The rotation of $90^{\circ}$ about the origin in $\mathbb{R}^2$ has no eigenvalues when working over $\mathbb{R}$: $\left(\begin{array}{rr} 0 & -1\\ 1 & 0 \end{array}\right)$ while its square has one (repeated) eigenvalue, namely $-1$. This phenomenon is common when working over fields that are not algebraically closed.

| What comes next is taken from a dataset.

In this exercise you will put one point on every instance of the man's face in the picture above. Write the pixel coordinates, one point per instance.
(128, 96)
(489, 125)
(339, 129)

However, if we consider the eigenvalues to be complex numbers (even though the original matrix has coefficients in $\mathbb{R}$), then the above is not a counterexample, since the roots of the characteristic polynomial of the rotation are $i$ and $-i$ (two distinct), while the roots of the characteristic polynomial of the square is $-1$ doubled (one root).
So let's ask:
Can the characteristic polynomial of $A^2$ have more distinct roots (in the algebraic closure of the ground field) than the characteristic polynomial of $A$?
The answer is "no."
Over an algebraically closd field every matrix can be put in upper triangular form (e.g., via the Jordan canonical form). Thus, we may assume that $A$ is of the form $A=\left(\begin{array}{cccc} \lambda_1 & * & \cdots & *\\ 0 & \lambda_2 & \cdots & *\\ 0 & 0 & \cdots & *\\ \vdots & \vdots &\ddots & \vdots\\ 0 & 0 & \cdots & \lambda_n \end{array}\right).$ Therefore, $A^2 = \left(\begin{array}{cccc} \lambda_1^2 & \# & \cdots & \#\\ 0 & \lambda_2^2 &\cdots & \#\\ 0 & 0 & \cdots & \#\\ \vdots & \vdots & \ddots & \vdots\\ 0 & 0 & \cdots & \lambda_n^2 \end{array}\right)$ and the set $\{\lambda_1^2,\ldots,\lambda_n^2\}$ (the roots of the characteristic polynomial of $A^2$) contains no more distinct elements than $\{\lambda_1,\ldots,\lambda_n\}$ (the roots of the characteristic polynomial of $A$), and possibly fewer.